TSMC said to suspend production for Chinese chip start-up Biren amid US curbs
- TSMC decided to halt production even though it has not concluded that Biren’s products meet the US threshold for restrictions, a source said
- The decision is connected to information that Biren’s products outperform Nvidia’s A100 chips, which are now banned in China, according to the source
Taiwan Semiconductor Manufacturing Company (TSMC) has suspended production of advanced silicon for Chinese start-up Biren Technology to ensure compliance with US regulations, according to a person familiar with the matter.
The decision is connected with information in the public domain that Biren’s products outperform Nvidia’s A100 chips, which are now banned for the Chinese market, the person said, asking not to be identified discussing a sensitive matter. While TSMC has not reached a conclusion on whether Biren’s products meet the US threshold for restrictions, the Taiwanese chip maker has decided to stop supplies to the Chinese start-up for now, the person said.
Biren, one of China’s most promising semiconductor designers, earlier concluded its artificial intelligence chips produced by TSMC are not covered by the latest US export restrictions because the specs of its products do not meet the criteria for curbs, Bloomberg reported on Friday.

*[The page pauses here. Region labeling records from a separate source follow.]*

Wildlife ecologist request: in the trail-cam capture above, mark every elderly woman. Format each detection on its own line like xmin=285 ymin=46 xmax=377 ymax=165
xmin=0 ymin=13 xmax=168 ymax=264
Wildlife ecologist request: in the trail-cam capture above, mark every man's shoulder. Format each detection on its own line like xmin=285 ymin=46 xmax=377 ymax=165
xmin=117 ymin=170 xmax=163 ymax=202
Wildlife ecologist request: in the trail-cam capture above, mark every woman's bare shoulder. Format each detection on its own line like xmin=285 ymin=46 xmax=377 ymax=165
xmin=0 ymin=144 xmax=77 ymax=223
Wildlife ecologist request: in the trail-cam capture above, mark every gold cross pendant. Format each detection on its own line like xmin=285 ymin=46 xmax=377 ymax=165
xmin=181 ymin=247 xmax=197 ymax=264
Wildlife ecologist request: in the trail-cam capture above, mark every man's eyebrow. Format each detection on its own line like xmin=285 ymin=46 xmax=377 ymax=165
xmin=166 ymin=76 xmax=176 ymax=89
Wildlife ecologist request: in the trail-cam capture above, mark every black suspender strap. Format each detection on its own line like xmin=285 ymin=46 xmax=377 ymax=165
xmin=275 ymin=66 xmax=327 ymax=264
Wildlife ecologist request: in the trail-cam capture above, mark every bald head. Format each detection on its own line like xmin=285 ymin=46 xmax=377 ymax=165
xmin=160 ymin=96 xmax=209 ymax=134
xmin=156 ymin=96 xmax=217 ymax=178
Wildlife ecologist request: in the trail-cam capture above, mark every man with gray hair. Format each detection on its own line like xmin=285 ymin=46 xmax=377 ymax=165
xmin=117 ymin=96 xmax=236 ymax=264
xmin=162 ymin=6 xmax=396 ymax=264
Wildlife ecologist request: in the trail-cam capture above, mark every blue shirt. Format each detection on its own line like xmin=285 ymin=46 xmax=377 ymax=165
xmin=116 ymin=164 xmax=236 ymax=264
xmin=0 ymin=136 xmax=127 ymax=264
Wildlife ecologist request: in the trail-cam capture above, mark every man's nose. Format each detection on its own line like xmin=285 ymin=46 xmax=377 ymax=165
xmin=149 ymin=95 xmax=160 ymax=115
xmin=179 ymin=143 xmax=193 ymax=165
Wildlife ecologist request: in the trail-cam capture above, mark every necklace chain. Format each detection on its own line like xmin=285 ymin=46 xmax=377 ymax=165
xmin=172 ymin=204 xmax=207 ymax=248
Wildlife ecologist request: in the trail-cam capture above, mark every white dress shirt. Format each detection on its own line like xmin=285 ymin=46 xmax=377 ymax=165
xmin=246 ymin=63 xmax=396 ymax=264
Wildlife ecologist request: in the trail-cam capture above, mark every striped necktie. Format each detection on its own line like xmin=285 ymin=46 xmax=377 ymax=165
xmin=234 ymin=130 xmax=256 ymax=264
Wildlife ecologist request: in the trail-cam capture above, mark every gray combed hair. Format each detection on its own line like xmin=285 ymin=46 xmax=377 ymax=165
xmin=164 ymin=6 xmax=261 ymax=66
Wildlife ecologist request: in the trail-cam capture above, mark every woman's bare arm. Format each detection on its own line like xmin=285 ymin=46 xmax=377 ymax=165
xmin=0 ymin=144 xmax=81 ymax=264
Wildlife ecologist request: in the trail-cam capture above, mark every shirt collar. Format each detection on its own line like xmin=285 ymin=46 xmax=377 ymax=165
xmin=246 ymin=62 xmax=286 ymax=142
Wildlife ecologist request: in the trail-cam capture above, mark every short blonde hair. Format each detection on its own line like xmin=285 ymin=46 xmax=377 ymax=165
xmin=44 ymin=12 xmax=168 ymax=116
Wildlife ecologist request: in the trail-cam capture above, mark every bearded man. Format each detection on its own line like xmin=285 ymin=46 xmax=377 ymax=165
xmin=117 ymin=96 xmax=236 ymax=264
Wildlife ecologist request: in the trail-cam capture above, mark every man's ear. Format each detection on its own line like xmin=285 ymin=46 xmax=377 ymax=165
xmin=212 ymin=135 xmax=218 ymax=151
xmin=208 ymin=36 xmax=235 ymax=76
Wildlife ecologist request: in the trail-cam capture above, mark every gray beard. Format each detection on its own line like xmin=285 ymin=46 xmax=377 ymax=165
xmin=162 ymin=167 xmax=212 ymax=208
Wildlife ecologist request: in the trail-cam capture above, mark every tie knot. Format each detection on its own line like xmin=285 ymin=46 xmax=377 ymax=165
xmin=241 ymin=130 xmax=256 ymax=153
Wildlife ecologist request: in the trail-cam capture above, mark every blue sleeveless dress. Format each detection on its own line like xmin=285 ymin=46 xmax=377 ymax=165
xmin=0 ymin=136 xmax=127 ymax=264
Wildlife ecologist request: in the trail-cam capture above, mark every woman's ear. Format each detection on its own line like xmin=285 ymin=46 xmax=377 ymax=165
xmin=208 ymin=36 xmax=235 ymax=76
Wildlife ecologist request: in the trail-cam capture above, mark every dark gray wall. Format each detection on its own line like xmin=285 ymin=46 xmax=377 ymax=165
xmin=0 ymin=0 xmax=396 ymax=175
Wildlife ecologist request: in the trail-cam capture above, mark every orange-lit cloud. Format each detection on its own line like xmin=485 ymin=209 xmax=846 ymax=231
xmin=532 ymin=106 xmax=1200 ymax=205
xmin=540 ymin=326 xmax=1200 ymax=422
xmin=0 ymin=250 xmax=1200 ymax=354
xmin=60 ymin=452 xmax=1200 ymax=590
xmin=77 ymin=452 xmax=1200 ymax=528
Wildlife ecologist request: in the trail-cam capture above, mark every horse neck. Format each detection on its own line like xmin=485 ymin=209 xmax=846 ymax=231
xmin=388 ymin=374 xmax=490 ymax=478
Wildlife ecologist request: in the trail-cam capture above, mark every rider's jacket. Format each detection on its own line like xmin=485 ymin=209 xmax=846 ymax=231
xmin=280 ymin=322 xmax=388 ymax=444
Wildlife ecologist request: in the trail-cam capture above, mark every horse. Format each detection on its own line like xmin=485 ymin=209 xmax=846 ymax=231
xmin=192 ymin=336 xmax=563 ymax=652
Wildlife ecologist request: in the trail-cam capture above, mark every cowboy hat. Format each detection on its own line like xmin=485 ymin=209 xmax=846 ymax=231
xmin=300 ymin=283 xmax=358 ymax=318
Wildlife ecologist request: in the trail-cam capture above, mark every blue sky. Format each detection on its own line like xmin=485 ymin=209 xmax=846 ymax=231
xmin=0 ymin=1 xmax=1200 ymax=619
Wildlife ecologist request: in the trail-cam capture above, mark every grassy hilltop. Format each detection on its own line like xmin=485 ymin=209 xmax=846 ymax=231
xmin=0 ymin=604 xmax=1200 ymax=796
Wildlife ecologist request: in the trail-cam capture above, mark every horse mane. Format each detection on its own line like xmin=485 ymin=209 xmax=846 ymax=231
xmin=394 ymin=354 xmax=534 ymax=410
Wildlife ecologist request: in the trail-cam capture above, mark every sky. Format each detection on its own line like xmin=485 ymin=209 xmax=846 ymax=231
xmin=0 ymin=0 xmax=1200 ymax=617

A representative for TSMC said the company complies with all relevant rules, and declined to comment further. No one at Shanghai-based Biren was immediately available to respond to requests for comment outside regular business hours.

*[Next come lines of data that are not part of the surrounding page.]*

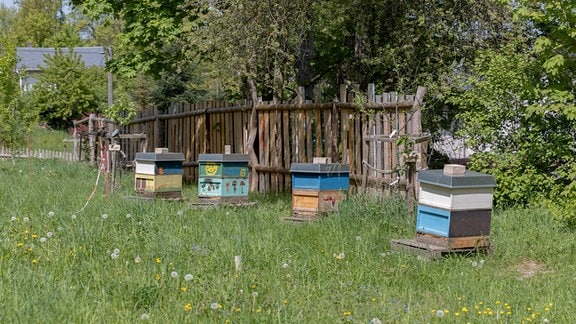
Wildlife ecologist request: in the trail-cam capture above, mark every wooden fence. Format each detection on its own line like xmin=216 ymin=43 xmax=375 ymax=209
xmin=0 ymin=148 xmax=77 ymax=162
xmin=122 ymin=85 xmax=428 ymax=196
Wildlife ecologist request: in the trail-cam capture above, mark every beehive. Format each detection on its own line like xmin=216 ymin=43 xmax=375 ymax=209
xmin=134 ymin=149 xmax=184 ymax=198
xmin=290 ymin=163 xmax=350 ymax=219
xmin=416 ymin=166 xmax=496 ymax=238
xmin=198 ymin=154 xmax=250 ymax=203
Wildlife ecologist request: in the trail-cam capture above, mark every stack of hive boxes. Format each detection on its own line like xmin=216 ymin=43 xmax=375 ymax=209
xmin=416 ymin=165 xmax=496 ymax=248
xmin=198 ymin=154 xmax=250 ymax=203
xmin=134 ymin=148 xmax=184 ymax=198
xmin=290 ymin=163 xmax=350 ymax=220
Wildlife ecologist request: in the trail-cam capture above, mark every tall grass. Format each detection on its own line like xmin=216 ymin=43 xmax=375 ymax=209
xmin=0 ymin=159 xmax=576 ymax=323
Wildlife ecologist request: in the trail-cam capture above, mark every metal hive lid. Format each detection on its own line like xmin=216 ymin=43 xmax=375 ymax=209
xmin=290 ymin=163 xmax=350 ymax=173
xmin=418 ymin=170 xmax=496 ymax=188
xmin=198 ymin=153 xmax=250 ymax=162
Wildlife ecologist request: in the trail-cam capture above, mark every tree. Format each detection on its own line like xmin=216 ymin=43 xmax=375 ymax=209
xmin=32 ymin=50 xmax=107 ymax=128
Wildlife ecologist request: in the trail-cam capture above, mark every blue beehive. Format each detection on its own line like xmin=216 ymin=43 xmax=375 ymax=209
xmin=290 ymin=163 xmax=350 ymax=219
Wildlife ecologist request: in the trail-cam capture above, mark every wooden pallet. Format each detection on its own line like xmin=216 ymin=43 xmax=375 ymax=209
xmin=188 ymin=201 xmax=258 ymax=209
xmin=390 ymin=235 xmax=492 ymax=259
xmin=125 ymin=195 xmax=186 ymax=202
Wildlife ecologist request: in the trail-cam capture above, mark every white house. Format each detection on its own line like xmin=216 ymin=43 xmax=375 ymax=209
xmin=16 ymin=46 xmax=106 ymax=90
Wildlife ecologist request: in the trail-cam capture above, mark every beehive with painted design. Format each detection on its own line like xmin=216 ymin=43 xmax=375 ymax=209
xmin=198 ymin=154 xmax=250 ymax=203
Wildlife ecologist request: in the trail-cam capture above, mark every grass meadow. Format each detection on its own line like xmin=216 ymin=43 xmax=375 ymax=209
xmin=0 ymin=159 xmax=576 ymax=324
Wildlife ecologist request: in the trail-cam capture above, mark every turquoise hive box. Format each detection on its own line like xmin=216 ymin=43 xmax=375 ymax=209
xmin=198 ymin=154 xmax=250 ymax=203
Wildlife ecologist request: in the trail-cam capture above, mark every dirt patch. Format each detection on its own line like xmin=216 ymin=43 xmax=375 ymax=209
xmin=516 ymin=260 xmax=550 ymax=279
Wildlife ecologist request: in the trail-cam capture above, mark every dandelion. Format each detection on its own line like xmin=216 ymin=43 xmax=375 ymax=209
xmin=210 ymin=303 xmax=222 ymax=310
xmin=184 ymin=303 xmax=192 ymax=311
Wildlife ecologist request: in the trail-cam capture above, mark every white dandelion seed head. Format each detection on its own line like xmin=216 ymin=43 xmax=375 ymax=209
xmin=369 ymin=317 xmax=382 ymax=324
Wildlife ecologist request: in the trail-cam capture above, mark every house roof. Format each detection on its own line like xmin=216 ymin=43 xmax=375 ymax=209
xmin=16 ymin=46 xmax=106 ymax=71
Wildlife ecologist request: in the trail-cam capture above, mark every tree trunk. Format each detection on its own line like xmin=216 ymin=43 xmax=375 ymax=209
xmin=245 ymin=75 xmax=259 ymax=192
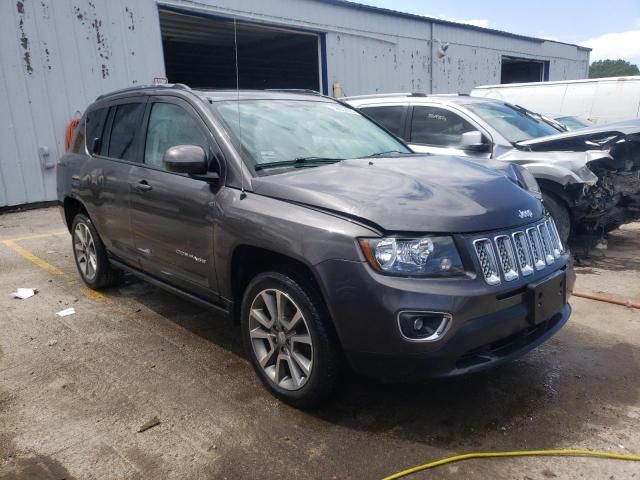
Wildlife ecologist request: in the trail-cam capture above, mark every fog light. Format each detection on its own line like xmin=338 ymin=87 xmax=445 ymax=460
xmin=398 ymin=312 xmax=452 ymax=342
xmin=413 ymin=317 xmax=424 ymax=332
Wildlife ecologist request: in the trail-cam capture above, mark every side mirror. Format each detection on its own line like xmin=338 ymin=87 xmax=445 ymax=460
xmin=460 ymin=130 xmax=491 ymax=152
xmin=162 ymin=145 xmax=209 ymax=175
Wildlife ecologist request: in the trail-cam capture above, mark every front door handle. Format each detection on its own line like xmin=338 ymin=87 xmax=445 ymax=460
xmin=133 ymin=180 xmax=153 ymax=193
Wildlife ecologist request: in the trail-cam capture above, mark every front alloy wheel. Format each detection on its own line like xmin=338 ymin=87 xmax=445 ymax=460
xmin=249 ymin=288 xmax=313 ymax=390
xmin=71 ymin=213 xmax=121 ymax=289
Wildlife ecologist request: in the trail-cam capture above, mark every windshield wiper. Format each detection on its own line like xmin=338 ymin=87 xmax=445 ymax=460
xmin=254 ymin=157 xmax=344 ymax=170
xmin=358 ymin=150 xmax=411 ymax=158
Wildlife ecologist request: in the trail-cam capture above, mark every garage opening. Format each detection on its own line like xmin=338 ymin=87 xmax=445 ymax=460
xmin=159 ymin=9 xmax=320 ymax=91
xmin=500 ymin=56 xmax=548 ymax=83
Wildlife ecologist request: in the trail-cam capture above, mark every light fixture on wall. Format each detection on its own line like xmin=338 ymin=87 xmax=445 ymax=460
xmin=436 ymin=39 xmax=449 ymax=58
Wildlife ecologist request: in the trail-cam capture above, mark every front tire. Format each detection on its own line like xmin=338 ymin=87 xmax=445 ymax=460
xmin=241 ymin=272 xmax=345 ymax=408
xmin=71 ymin=213 xmax=121 ymax=290
xmin=542 ymin=192 xmax=571 ymax=246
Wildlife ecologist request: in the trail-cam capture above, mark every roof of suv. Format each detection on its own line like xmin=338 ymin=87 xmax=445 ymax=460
xmin=340 ymin=93 xmax=499 ymax=105
xmin=96 ymin=83 xmax=332 ymax=102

Biren is considered a domestic contender to compete with graphics chips from Nvidia, which has said it can no longer sell its most advanced AI products into China. The US measures were designed to limit China’s development of technology that may be used to aid its military, and appeared to rule out access to advanced fabrication.
The US Commerce Department’s Bureau of Industry and Security, which plays a key role in designing and enforcing export controls, announced the semiconductor restrictions on October 7.

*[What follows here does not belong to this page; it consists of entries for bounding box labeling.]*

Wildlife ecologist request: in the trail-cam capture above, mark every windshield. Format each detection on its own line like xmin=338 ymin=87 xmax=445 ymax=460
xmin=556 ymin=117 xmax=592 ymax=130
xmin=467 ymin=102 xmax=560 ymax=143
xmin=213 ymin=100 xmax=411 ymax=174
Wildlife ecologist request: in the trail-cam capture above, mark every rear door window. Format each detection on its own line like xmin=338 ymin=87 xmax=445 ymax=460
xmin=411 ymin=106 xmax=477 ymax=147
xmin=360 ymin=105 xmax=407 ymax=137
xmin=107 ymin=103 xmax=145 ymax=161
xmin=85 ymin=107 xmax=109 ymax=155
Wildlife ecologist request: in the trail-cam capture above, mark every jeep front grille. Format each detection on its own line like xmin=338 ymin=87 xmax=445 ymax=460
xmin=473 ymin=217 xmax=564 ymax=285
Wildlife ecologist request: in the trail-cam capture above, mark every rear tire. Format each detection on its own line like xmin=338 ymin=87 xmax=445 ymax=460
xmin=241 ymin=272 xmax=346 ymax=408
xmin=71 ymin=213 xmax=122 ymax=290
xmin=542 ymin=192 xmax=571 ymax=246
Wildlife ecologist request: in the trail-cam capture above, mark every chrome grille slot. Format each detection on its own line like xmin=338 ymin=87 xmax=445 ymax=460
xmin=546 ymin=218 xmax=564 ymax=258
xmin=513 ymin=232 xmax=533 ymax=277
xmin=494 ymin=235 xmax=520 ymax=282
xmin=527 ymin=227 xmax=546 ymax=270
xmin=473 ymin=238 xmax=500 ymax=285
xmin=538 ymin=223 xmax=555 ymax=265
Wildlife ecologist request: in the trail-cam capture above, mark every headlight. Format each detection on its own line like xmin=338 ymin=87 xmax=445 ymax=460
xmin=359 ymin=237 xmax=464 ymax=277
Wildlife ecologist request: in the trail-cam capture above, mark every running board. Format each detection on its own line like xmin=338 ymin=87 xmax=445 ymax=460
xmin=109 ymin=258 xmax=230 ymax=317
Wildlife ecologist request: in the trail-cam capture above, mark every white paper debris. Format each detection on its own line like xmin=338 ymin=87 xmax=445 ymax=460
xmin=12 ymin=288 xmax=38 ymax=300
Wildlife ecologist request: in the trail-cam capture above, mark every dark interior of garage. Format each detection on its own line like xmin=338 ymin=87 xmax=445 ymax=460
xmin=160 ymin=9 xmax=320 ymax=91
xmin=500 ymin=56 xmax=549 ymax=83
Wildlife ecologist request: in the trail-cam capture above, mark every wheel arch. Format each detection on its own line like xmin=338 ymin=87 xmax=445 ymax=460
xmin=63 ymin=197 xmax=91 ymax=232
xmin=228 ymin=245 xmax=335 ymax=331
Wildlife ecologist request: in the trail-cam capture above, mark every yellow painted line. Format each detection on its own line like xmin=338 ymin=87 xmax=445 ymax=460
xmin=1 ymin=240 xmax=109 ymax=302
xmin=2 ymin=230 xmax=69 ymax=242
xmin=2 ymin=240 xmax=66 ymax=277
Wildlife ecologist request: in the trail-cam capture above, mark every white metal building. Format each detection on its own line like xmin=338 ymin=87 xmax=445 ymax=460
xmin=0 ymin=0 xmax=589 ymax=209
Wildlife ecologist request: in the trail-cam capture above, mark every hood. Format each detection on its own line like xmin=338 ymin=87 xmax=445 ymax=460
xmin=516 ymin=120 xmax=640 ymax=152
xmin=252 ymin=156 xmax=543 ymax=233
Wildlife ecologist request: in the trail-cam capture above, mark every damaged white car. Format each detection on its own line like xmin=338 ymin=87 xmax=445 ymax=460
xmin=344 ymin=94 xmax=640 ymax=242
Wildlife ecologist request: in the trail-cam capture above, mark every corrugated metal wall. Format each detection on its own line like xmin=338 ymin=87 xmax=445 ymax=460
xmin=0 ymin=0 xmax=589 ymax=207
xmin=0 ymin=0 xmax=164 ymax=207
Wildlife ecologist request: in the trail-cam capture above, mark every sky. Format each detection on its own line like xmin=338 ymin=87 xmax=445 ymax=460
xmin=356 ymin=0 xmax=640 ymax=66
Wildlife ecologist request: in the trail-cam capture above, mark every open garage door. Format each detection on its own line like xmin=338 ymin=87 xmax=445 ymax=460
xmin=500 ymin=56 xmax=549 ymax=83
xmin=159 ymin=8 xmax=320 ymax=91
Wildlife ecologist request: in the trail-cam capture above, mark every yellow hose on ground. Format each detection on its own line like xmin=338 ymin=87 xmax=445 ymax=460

“While BIS cannot comment on company-specific actions, we expect all companies to comply with export controls,” a Commerce Department spokesperson said in an response to an earlier Bloomberg query on TSMC’s business relationship with Biren. “Since the release of the rule on October 7, BIS has been undertaking a vigorous outreach effort to educate those impacted by it to aid compliance efforts.”
TSMC, the world’s largest contract chip maker, complies with all relevant regulations and “will continue to serve all customers around the world,” chief executive officer C.C. Wei said in response to a question about China during its earnings call earlier this month.
Biren, backed by the likes of IDG Capital and Walden International, was seeking new funds earlier this year at a valuation of US$2.7 billion, Bloomberg News reported. Its flagship BR100 and BR104 processors are designed along similar lines to the graphics chips that Nvidia and Advanced Micro Devices have adapted to AI purposes and are used to train artificial intelligence models and algorithms. Those include computer vision, natural language processing and conversational AI.